Editing Lives and Letters
“I work on newspapers and the wider world of Grub Street in the late Seventeenth and early Eighteenth Centuries: writers, printers, booksellers, and slightly shop-soiled aristocrats. I examine the lives these people lived, often all rubbing up alongside each other in a small handful of London streets, and the newspapers, magazines, and books they produced.
I'm currently publishing a lot of research on a Jacobite newspaper-man called Nathaniel Mist. Mist was absolutely loathed by the governments of the day and he was eventually forced into exile in France after his paper published a scandalous libel on the king, the king's father, the king's mistress, and the prime minister.

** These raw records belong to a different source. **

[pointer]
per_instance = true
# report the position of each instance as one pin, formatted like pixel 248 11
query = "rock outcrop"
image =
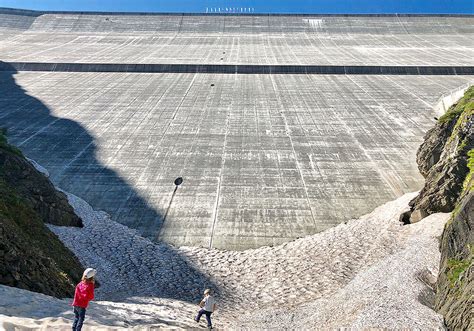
pixel 31 256
pixel 446 159
pixel 455 285
pixel 442 159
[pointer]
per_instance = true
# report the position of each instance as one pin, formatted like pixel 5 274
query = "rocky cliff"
pixel 31 256
pixel 442 160
pixel 446 159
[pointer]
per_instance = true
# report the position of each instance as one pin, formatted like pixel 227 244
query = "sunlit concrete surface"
pixel 237 39
pixel 264 158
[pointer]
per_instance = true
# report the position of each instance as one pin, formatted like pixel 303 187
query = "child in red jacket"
pixel 84 293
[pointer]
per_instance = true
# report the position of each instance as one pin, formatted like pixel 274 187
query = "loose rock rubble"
pixel 368 266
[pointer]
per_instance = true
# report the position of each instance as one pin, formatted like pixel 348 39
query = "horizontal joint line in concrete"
pixel 237 68
pixel 28 12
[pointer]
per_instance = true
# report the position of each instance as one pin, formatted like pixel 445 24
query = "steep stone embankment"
pixel 446 159
pixel 31 256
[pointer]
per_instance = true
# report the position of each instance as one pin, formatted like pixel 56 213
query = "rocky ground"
pixel 373 270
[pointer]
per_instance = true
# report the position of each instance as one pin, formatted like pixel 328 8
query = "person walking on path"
pixel 82 296
pixel 208 306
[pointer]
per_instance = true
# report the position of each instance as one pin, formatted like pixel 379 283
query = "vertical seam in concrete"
pixel 383 175
pixel 216 206
pixel 166 130
pixel 294 152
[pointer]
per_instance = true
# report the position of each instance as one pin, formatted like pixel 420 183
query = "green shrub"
pixel 466 102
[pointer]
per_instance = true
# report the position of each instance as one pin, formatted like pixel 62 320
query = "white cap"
pixel 89 273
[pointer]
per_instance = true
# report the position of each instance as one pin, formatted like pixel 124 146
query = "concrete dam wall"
pixel 265 157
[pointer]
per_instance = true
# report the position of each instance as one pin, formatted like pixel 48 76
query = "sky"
pixel 254 6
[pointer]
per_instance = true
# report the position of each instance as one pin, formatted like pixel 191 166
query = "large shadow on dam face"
pixel 68 152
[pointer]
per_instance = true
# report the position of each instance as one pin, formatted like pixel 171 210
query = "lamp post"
pixel 178 181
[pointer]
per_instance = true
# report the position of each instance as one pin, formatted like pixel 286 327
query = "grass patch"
pixel 468 184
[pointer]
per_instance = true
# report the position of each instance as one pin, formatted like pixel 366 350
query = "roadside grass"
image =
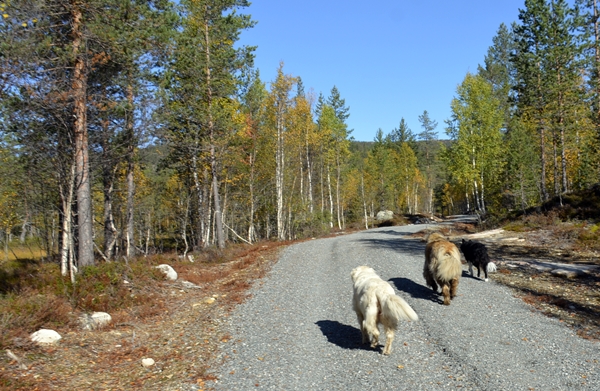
pixel 34 295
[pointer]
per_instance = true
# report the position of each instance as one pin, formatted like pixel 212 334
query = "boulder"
pixel 168 271
pixel 385 215
pixel 45 337
pixel 94 321
pixel 147 362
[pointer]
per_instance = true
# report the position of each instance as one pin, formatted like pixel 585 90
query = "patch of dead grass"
pixel 151 318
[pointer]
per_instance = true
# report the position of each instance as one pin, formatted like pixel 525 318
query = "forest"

Naturally, the paper was a commercial triumph.
“I've also just started work on a new project, examining the strained family life of Henry St John, Viscount Bolingbroke, the tory statesman and philosopher, as his step-sister launches into an affair with a minor poet and his despised father so inconsiderately refuses to die.

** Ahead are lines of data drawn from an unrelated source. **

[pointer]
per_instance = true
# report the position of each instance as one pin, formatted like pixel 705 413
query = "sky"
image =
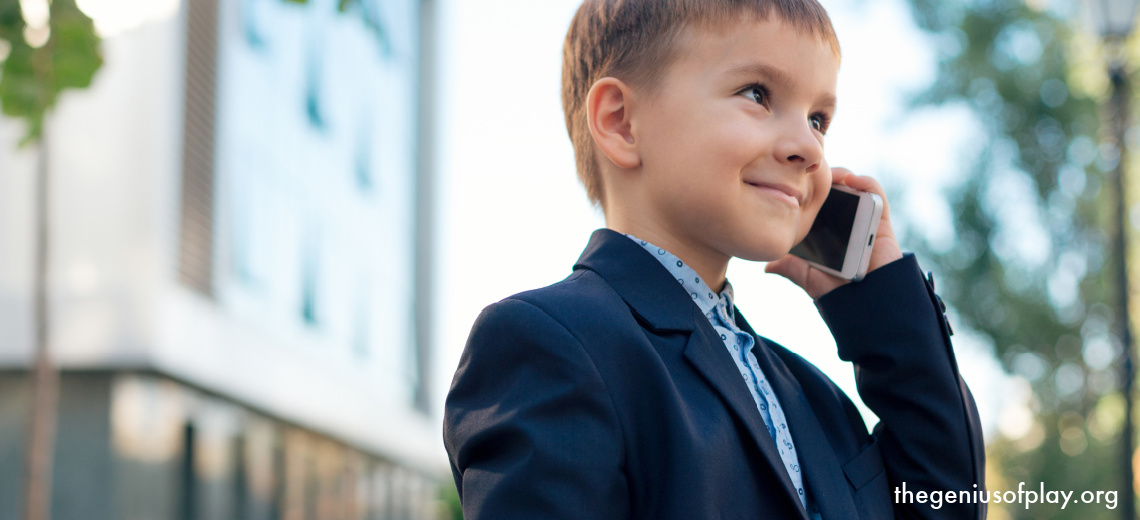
pixel 513 216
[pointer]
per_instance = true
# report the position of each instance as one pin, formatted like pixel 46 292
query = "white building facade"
pixel 239 228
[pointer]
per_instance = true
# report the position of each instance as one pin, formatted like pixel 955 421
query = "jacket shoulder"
pixel 579 299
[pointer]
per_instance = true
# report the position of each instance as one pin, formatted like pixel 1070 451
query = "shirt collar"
pixel 700 292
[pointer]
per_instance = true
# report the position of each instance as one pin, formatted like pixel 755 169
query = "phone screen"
pixel 827 242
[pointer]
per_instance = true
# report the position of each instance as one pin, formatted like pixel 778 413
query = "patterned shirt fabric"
pixel 718 309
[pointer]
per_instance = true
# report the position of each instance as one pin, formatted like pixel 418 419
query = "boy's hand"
pixel 885 251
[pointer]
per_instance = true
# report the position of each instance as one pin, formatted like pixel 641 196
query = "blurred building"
pixel 239 234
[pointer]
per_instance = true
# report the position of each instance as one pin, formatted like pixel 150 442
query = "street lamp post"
pixel 1114 21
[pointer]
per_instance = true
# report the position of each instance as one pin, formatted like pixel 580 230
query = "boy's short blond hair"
pixel 634 41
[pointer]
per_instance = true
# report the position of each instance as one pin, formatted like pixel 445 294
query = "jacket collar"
pixel 640 279
pixel 657 298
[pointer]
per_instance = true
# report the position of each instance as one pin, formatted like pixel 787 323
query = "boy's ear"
pixel 608 114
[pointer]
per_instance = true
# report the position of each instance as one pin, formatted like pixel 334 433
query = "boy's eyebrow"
pixel 775 75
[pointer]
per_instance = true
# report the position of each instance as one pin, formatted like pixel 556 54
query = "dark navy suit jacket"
pixel 609 396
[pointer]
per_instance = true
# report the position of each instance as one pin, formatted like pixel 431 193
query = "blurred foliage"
pixel 1031 265
pixel 32 76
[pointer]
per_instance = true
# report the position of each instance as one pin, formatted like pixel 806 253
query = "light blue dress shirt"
pixel 718 309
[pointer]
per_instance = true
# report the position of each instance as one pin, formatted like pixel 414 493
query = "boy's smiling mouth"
pixel 788 194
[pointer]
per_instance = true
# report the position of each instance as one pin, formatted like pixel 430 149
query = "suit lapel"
pixel 707 354
pixel 822 471
pixel 654 294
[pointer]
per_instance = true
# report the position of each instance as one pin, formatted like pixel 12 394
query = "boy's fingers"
pixel 838 175
pixel 868 184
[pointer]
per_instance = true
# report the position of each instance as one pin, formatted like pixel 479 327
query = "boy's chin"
pixel 768 252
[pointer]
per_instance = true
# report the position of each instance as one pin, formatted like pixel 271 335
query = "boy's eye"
pixel 757 94
pixel 820 122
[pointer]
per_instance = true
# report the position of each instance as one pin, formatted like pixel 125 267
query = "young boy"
pixel 634 389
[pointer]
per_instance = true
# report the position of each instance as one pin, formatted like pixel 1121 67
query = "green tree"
pixel 48 48
pixel 1031 266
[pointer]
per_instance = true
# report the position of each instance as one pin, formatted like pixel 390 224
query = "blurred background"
pixel 242 242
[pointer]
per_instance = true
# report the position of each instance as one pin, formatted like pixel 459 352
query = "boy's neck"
pixel 709 265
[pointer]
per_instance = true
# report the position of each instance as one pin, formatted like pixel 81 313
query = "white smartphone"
pixel 843 233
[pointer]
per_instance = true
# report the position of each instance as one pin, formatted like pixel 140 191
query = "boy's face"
pixel 731 141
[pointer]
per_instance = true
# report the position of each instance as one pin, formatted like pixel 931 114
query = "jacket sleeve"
pixel 529 428
pixel 892 327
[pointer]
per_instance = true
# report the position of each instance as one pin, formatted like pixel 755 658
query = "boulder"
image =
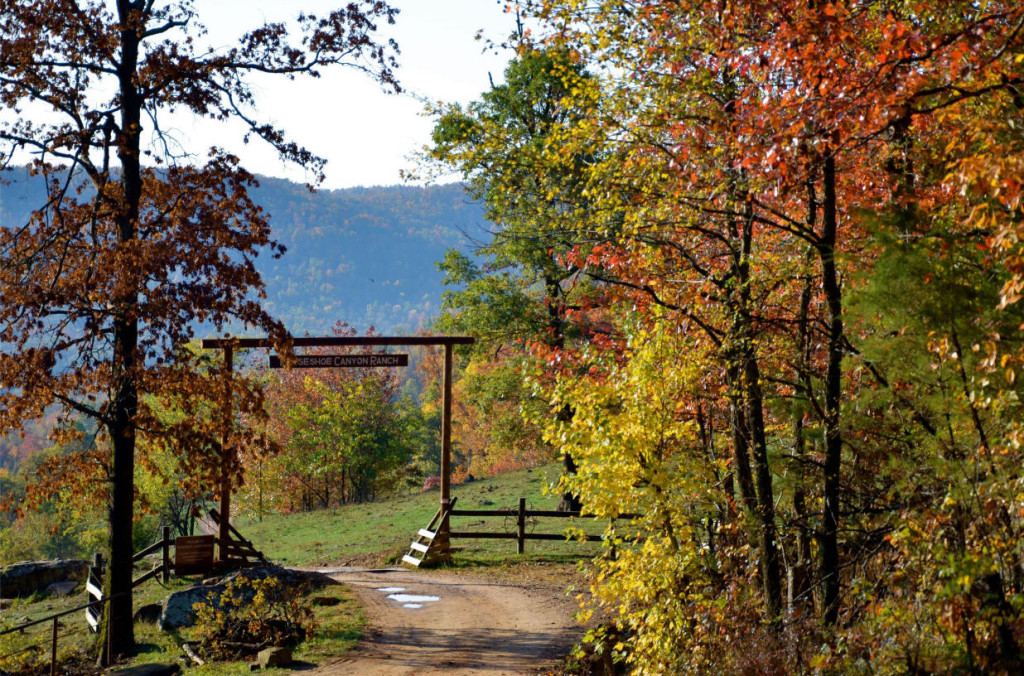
pixel 275 657
pixel 27 578
pixel 148 614
pixel 154 669
pixel 62 588
pixel 178 610
pixel 178 606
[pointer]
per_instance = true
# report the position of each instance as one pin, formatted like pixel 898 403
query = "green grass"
pixel 379 533
pixel 373 534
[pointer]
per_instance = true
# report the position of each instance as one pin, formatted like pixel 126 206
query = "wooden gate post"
pixel 165 555
pixel 520 522
pixel 443 539
pixel 225 456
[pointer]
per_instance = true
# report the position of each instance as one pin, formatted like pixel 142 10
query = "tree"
pixel 502 145
pixel 134 248
pixel 760 162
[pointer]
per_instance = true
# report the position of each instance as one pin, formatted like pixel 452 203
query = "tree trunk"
pixel 117 639
pixel 829 564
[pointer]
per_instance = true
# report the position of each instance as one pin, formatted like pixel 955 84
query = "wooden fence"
pixel 522 517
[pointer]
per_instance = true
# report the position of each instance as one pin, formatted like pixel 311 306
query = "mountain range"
pixel 366 256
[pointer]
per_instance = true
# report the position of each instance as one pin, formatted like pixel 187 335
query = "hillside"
pixel 364 255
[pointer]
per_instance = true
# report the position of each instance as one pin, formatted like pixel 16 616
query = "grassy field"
pixel 372 535
pixel 379 533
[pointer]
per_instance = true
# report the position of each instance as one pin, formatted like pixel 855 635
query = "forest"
pixel 755 273
pixel 774 262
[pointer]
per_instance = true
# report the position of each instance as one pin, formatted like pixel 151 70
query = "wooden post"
pixel 443 529
pixel 225 458
pixel 53 650
pixel 521 526
pixel 166 554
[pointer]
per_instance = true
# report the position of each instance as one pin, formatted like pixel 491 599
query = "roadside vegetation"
pixel 372 534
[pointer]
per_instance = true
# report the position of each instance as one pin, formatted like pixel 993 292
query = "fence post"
pixel 166 557
pixel 521 526
pixel 53 650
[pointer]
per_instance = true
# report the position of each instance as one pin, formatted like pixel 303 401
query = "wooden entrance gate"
pixel 438 549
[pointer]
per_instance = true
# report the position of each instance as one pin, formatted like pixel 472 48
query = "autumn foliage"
pixel 799 362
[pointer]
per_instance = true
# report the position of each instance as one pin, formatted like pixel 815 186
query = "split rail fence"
pixel 237 552
pixel 424 547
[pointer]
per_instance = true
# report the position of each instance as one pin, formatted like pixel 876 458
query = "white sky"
pixel 366 134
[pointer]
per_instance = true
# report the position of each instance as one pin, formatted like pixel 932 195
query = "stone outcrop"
pixel 27 578
pixel 178 610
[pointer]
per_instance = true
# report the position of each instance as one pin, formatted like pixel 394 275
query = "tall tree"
pixel 133 246
pixel 501 145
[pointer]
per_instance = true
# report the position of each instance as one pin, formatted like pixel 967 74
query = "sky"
pixel 368 136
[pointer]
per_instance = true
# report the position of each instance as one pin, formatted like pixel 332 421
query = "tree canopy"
pixel 136 243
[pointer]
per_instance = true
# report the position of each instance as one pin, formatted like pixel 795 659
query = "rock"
pixel 178 606
pixel 154 669
pixel 61 588
pixel 27 578
pixel 275 657
pixel 177 610
pixel 148 614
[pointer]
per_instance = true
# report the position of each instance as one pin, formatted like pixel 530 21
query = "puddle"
pixel 412 599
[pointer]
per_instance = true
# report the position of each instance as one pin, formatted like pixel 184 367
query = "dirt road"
pixel 450 623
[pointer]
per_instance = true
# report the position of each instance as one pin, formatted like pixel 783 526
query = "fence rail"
pixel 521 515
pixel 55 620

I was drawn to these areas of research through an interest in hack journalism: it's such a strange and yet attractive way to earn a living. Grub Street is teeming with fascinating, obscure, but amazingly well-documented lives. These lives can be used to illustrate, contextualise, and test some of the larger claims we make about the past, whether in political, cultural, or economic history.
As someone new to the College, Queen Mary has always struck me as an amazingly productive and supportive place for postgraduates.”